# Differentiation of objective function for weighted GNMs
From: https://www.biorxiv.org/content/10.1101/2023.06.23.546237v1?med=mas.

This is mostly concerned with finding the fastest way to compute the derivative of the matrix exponential.
$$
f(w_{i,j}) = (c_{i,k} * d_{i,j})^{\omega}
$$
Where, the communicability matrix is defined as follows. This captures the proportion of signals, that propagate randomly from node i would reach node j over an infinite time horizon.
$$
c_{i,j} = e^{s^{-1/2}w_{i,j}s^{-1/2}}
$$

## Setup

In [1]:
using Polynomials
using ForwardDiff
using ExponentialAction
using ExponentialUtilities
using LinearAlgebra
using BenchmarkTools

In [2]:
W = [0.0 0.8 0.0;
     0.8 0.0 0.2; 
     0.0 0.2 0.0]
demo_edge = [CartesianIndex(1, 2)]
W

3×3 Matrix{Float64}:
 0.0  0.8  0.0
 0.8  0.0  0.2
 0.0  0.2  0.0

## Tangent approximation
Here we are computing the derivative for a single edge. We will use the tangent approximation to compute the derivative. 
This is the approach used in the Akarca paper.

### Problem 1
As far as I understand, there is a small but significant error in the implementation provided at https://github.com/DanAkarca/weighted_generative_models/blob/main/weighted_generative_model.m in line 197.
When fitting the first-order polynomial, the independent variable should not be the range of the differences to the edge, which have been used, but should be the actual values, the edge is taking on.

### Problem 2
In the same implementation the derivative is approximated from the tangent approximation after nudging the edge (i,j) as well as (j,i).
In a sense we are computing the derivative with respect to both (i,j) and (j,i) at once.
First of all, this will create computational overhead, as the derivatives (i.e., the jacobian) will also always be symmetric.
Secondly, this will create a problem when we are trying to compute the gradient, which we currently simply take as the the derivative.
But then we update both elements in the W matrix with the same gradient which is the derivative with respect to nudging both (i,j) and (j,i) - thus our update to the objective function is overshooting.

See line 208 and 208.

In [3]:
function paper_tangent_approx(W, edges::Vector{CartesianIndex{2}}, resolution = 0.01, min = -0.25, max = 0.25)
    results = zeros(length(edges))
    rep_vec = collect(min:resolution:max)

    for (i_edge, edge_idx) in enumerate(edges)
        
        # Points for evaluation
        edge_val = W[edge_idx]
        reps = [edge_val * (1 + i) for i in rep_vec]

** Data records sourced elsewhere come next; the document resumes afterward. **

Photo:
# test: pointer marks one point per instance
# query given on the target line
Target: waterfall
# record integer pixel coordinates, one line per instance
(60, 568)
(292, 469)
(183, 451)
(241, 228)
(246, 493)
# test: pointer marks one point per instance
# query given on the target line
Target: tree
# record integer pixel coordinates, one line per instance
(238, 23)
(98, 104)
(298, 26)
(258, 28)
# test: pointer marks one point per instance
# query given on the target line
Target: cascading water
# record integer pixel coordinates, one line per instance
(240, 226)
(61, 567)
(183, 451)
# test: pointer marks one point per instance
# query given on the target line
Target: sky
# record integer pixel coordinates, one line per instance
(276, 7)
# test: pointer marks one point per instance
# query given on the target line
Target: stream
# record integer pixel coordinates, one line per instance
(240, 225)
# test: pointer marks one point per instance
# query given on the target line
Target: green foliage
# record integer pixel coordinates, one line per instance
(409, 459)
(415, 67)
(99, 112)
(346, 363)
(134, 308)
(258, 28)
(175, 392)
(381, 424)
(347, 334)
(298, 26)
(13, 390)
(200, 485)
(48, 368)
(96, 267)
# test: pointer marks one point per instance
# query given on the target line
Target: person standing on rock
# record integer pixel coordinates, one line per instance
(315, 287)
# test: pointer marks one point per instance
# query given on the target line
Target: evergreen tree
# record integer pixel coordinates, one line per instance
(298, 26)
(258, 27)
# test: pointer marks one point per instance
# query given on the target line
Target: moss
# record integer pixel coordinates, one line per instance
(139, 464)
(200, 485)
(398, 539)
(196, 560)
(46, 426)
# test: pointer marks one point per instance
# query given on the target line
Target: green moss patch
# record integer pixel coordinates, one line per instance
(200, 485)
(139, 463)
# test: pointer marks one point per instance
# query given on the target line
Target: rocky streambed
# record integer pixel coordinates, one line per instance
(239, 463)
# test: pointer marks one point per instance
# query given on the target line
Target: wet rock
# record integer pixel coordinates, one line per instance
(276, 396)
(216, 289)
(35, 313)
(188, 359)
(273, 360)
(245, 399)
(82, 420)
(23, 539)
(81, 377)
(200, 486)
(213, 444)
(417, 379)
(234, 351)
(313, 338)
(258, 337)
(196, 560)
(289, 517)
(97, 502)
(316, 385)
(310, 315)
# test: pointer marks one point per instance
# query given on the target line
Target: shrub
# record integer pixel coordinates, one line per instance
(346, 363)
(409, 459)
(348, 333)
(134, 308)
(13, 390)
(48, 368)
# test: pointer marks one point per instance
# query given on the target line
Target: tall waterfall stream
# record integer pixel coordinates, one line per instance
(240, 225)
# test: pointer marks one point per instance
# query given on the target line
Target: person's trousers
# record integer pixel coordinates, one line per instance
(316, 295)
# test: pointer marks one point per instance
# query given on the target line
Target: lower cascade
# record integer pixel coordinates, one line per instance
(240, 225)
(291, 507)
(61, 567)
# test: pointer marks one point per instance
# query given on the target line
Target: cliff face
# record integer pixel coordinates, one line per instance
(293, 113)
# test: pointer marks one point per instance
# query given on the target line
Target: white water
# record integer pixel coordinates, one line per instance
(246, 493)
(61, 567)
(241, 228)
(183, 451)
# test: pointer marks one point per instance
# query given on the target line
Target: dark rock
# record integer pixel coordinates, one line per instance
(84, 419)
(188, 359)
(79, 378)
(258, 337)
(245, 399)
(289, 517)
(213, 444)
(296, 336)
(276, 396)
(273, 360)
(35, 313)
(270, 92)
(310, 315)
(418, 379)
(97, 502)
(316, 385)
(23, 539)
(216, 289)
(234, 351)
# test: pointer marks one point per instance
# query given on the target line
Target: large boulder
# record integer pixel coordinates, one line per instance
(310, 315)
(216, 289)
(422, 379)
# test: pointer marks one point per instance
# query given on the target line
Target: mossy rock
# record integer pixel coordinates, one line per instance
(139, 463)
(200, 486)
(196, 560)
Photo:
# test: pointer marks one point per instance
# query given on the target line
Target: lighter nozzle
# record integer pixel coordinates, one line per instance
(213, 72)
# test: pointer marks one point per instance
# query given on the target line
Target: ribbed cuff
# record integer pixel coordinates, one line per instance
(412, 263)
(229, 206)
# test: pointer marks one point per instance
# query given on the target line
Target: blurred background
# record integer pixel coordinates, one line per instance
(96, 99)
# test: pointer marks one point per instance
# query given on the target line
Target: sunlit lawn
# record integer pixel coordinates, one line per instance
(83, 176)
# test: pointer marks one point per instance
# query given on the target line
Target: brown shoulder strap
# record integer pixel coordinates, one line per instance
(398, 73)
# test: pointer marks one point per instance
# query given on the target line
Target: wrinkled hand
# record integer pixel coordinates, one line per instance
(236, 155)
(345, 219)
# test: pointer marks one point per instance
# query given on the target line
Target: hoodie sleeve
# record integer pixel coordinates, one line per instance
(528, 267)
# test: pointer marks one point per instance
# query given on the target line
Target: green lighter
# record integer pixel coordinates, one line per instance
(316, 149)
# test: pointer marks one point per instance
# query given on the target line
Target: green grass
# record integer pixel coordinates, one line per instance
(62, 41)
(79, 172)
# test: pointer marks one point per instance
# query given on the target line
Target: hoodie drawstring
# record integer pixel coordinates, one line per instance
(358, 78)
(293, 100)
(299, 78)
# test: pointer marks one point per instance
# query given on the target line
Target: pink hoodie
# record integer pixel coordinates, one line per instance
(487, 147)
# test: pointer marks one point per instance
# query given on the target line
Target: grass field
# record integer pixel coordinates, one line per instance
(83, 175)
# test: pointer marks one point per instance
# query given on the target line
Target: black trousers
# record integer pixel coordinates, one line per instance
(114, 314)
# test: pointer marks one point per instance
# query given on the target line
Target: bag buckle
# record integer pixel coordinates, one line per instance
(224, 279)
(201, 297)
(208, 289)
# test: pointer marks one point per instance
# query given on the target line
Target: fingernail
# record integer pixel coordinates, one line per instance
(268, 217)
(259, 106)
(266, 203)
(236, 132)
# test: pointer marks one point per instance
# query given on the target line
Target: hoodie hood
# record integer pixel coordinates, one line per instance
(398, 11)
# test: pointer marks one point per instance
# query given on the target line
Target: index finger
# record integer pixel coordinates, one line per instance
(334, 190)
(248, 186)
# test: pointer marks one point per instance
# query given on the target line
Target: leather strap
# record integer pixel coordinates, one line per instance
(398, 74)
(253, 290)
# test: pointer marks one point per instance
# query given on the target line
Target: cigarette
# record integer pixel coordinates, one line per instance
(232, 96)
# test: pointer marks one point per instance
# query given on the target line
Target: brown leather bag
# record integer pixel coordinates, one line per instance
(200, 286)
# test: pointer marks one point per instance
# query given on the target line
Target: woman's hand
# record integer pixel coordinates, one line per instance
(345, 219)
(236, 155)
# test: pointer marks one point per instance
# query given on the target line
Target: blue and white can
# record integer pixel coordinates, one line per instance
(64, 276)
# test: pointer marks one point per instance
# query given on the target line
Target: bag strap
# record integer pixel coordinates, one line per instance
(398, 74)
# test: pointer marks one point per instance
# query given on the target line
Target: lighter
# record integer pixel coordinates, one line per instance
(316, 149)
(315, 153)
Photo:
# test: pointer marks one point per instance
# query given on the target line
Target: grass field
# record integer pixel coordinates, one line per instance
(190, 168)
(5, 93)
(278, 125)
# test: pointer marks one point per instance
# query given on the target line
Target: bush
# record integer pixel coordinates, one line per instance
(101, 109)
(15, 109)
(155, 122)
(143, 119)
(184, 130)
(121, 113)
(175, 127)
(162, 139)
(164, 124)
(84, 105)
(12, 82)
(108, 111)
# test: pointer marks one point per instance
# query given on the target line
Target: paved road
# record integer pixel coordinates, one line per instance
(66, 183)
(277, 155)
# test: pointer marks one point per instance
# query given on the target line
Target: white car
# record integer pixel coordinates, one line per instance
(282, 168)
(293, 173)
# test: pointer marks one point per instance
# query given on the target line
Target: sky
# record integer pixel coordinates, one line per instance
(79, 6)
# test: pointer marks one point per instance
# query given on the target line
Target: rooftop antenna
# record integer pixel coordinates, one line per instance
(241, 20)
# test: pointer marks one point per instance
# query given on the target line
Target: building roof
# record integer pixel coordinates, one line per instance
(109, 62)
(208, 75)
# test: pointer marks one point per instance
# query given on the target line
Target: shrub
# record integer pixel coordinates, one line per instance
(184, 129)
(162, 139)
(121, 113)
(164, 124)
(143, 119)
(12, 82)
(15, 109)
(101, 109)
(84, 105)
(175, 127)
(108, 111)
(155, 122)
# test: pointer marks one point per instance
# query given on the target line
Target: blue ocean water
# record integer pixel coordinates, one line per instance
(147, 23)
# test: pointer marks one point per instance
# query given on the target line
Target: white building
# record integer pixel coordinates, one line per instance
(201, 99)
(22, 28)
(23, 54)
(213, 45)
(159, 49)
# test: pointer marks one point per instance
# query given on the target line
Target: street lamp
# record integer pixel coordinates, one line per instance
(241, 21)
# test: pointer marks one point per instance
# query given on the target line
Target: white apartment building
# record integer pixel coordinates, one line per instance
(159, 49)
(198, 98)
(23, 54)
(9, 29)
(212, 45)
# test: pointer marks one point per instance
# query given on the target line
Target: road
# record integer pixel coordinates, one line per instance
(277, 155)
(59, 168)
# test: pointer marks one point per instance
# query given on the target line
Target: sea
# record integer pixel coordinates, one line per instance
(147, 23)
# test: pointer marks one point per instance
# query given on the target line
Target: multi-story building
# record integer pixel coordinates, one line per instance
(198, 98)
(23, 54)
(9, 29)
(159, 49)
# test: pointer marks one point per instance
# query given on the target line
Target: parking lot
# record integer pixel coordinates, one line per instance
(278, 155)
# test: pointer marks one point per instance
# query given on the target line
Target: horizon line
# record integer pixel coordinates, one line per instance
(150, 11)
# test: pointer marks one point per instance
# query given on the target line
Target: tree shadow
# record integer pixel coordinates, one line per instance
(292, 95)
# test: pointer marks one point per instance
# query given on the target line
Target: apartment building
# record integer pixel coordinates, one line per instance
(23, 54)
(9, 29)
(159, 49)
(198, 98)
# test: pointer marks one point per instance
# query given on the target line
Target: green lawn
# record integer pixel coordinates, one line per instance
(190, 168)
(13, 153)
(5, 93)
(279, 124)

        # For each nudge save difference in communicability 
        sum_comm = zeros(length(reps))
        for (i_rep, rep) in enumerate(reps)
            W_copy = copy(W)
            W_copy[edge_idx] = W_copy[edge_idx[2], edge_idx[1]] = rep
            comm = exp(W_copy)
            sum_comm[i_rep] = sum(comm)
        end

        # Line 197 in MATLAB code
        x = 1:length(reps)
        results[i_edge] = fit(x, sum_comm, 1)[1]
    end

    return results
end

paper_tangent_approx(W, demo_edge, 0.01), paper_tangent_approx(W, demo_edge, 0.2)

([0.038767237882607476], [0.7456781939183535])

## Correct tangent approximation

In [4]:
function tangent_approx(W, edges::Vector{CartesianIndex{2}}, 
    resolution = 0.01, min = -0.25, max = 0.25)::Vector{Float64}
    results = zeros(length(edges))
    rep_vec = collect(min:resolution:max)

    for (i_edge, edge_idx) in enumerate(edges)     
        # Points for evaluation
        edge_val = W[edge_idx]
        reps = [edge_val * (1 + i) for i in rep_vec]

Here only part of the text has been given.